Have you ever thought to yourself, “What if I made my own three-wheeler, and I powered it with a 50cc Honda Super Cub single-cylinder engine?” I’m going to go out on a limb here and guess that there probably aren’t many of you who have. However, if you’re in that number, then you’ll appreciate what Yoshinobu Mori shows us in this video.
Mori, who runs the amazing off-road vintage motorbike paradise known as Kameoka Trial Land, loves to wrench, modify, fabricate, and race bikes and other vehicles. He’s both willing and enthusiastic about doing a whole lot of things himself, from coming up with initial designs (cardboard-aided and otherwise) to bending metal tubes and sheets to fit his needs and then welding everything together.
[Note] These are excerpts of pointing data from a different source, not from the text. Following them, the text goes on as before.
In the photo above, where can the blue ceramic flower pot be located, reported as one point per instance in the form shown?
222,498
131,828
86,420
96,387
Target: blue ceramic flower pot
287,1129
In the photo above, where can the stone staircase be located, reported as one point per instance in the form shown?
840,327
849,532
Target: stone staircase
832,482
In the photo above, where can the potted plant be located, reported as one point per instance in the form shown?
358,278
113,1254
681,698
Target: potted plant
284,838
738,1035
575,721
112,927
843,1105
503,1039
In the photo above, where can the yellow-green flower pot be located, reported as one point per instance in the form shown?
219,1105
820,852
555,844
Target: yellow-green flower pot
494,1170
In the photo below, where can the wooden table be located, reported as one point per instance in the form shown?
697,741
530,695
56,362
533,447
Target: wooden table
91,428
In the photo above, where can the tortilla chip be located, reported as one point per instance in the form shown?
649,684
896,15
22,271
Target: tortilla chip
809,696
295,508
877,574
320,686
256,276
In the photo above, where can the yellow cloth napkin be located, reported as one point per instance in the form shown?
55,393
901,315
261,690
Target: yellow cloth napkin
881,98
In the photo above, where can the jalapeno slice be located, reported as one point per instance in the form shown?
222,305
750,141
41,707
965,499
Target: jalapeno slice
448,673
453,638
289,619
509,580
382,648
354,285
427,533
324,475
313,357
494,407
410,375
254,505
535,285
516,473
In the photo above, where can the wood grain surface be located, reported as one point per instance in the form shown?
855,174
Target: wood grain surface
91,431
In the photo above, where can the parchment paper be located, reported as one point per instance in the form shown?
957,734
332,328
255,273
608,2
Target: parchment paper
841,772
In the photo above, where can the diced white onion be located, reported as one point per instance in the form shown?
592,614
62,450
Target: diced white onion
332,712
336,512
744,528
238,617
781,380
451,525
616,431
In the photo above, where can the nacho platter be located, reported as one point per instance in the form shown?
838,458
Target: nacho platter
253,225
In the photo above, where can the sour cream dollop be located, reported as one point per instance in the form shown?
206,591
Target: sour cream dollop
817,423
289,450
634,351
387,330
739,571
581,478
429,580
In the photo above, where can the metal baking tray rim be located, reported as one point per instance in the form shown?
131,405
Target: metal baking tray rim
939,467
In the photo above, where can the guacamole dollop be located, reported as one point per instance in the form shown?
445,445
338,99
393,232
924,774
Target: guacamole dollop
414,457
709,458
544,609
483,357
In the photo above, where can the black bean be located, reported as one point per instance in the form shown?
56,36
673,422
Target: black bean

In this video, we get to see him build his Super Cub-powered three-wheeler piece by piece and bit by bit. The basics are, of course, the two wheels up front and the single wheel in the rear, held together by a frame that also must support the engine. (Sure, it’s a lightweight and tiny little mill, but it still has to tuck in neatly up in front of the cockpit.)
Once he gets the basics together (including a drive chain so long, it requires roller guides to keep it properly positioned within the chassis), he takes it out for a little test drive. It works well, so he gets the rest of the family in on the action in short order. Everyone is all smiles, because they know what Mori can do.
After that shakedown, it’s time to put a body on this thing. First, there’s the small matter of the single seat that’s going to go in the cockpit. Then, with the help of some cardboard, it’s time to mock up the metal frame and skin of the body that will go around the three-wheeler to enclose the driver.
As it all comes together, it’s difficult to not get an impression of a slightly miniaturized Morgan 3-Wheeler. It’s not an exact replica, of course, but the styling influence seems clear. In any case, Mori says the whole thing took about three months to make, and characterizes the end result as “slow but fun.” I mean, what more could you want out of a project like this?